Recent arrivals include the office and hotel building called Wills Wharf. It is a neighbor of the headquarters of Exelon. There are plenty of apartments with great city views and a busy Whole Foods Market in the Liberty Harbor East tower.
Harbor Point is strictly the new Baltimore of glass and steel, built high up. It’s organized and clean. There is a landscaped central park where the turf grass looks like it was grown in a lab. The trees are perfectly maintained.
“We wanted our park to feel good and welcoming,” said Chris Seiler of Beatty Development Group, the developer of Harbor Point. “Since the end of the pandemic, we have seen people come back outside and hang out. It’s exciting to see signs of something like normal.

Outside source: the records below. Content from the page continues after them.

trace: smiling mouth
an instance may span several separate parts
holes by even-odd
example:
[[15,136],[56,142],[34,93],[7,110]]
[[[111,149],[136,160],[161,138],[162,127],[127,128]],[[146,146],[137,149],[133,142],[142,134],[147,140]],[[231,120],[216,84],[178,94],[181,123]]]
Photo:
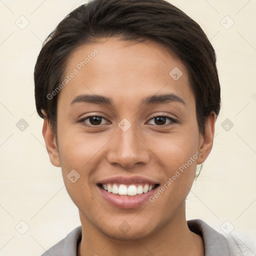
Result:
[[159,184],[98,184],[105,191],[116,194],[120,196],[135,196],[143,194],[146,194],[159,186]]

If you’re looking for a great view of beautiful Baltimore Harbor, this is the place for the oohs and ahs. I found myself spotting the familiar old landmarks – the steeple of St. Mary’s Star of the Sea Church across the water on Riverside Avenue in Federal Hill, the Domino Sugar sign, and Tide Point.
Harbor Point comes at a price. The City of Baltimore awarded Beatty Development Group a $107 million grant to kick-start redevelopment of what had been a moribund Rust Belt brownfield.